This is your typical "sorry i got drunk and tried to seduce you into having sex while you were throwing up" text.
What part of "waking up in the crawl space of my house with a raccoon" sounds like a good night to you?
I wish they had nachos that got you drunk
I don't know what's more sad having a rewards account at a liquor store or already racking up 273 dollar points since january
Dude. Hurry up. They just blessed the tequila.
You SHOULD feel empty, we were at the top of our game, and by that i mean snorting things we don't understand and only a few steps away from adultery.

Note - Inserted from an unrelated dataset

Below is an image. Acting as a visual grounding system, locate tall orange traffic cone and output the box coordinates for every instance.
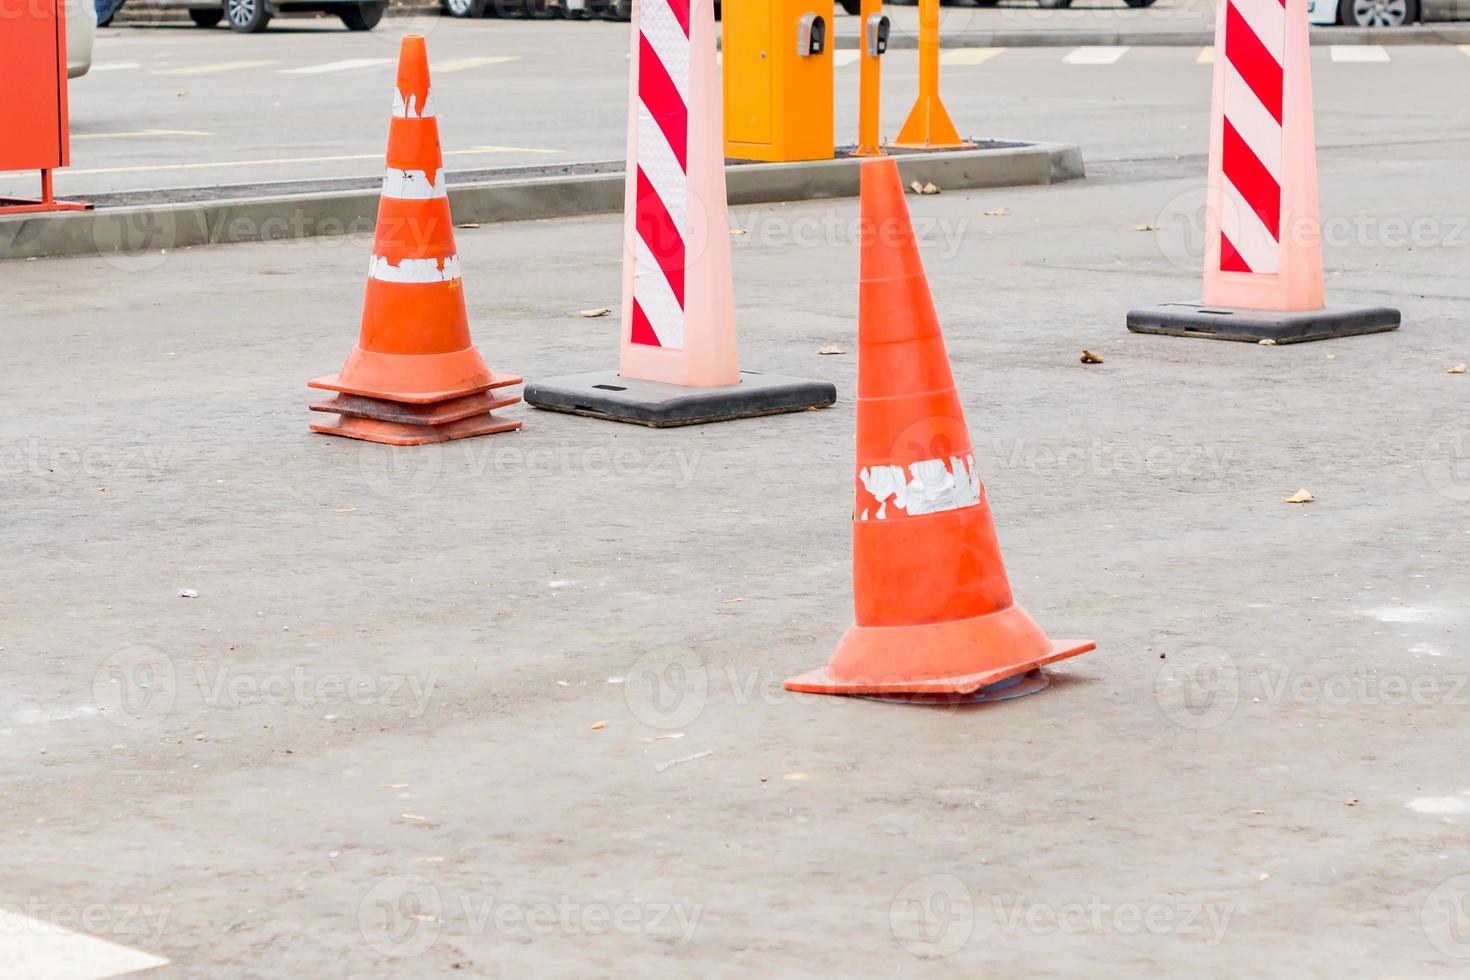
[786,158,1092,702]
[522,0,834,426]
[1127,0,1398,343]
[309,35,522,445]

I'm sorry. I think I have multiple personalities. Or it was the acid. Either way. I'm sorry.
i swear, as soon as they invent a cure for herpes, he's mine.
What's that word that means bigger and smaller and bigger and smaller, again?
Goddamn it, Jaime, it's 4am. Throbbing. The word is throbbing.
You are COMPLAINING that the sex was too good. You're not getting any sympathy from me
Dude we smoked with a bunch of random stoners in a forest, then group hugged. It was the most magical thing we've ever done.
We have a shopping cart in our front lawn. Also Mickey D's breakfast?
How many Wendy's frosties do you think it would take to fill a bathtub?
Bringing my cat to a booty call was not my finest hour
I found out he hated a girl that I hate so I fucked him. My reasons for fucking guys are getting bad.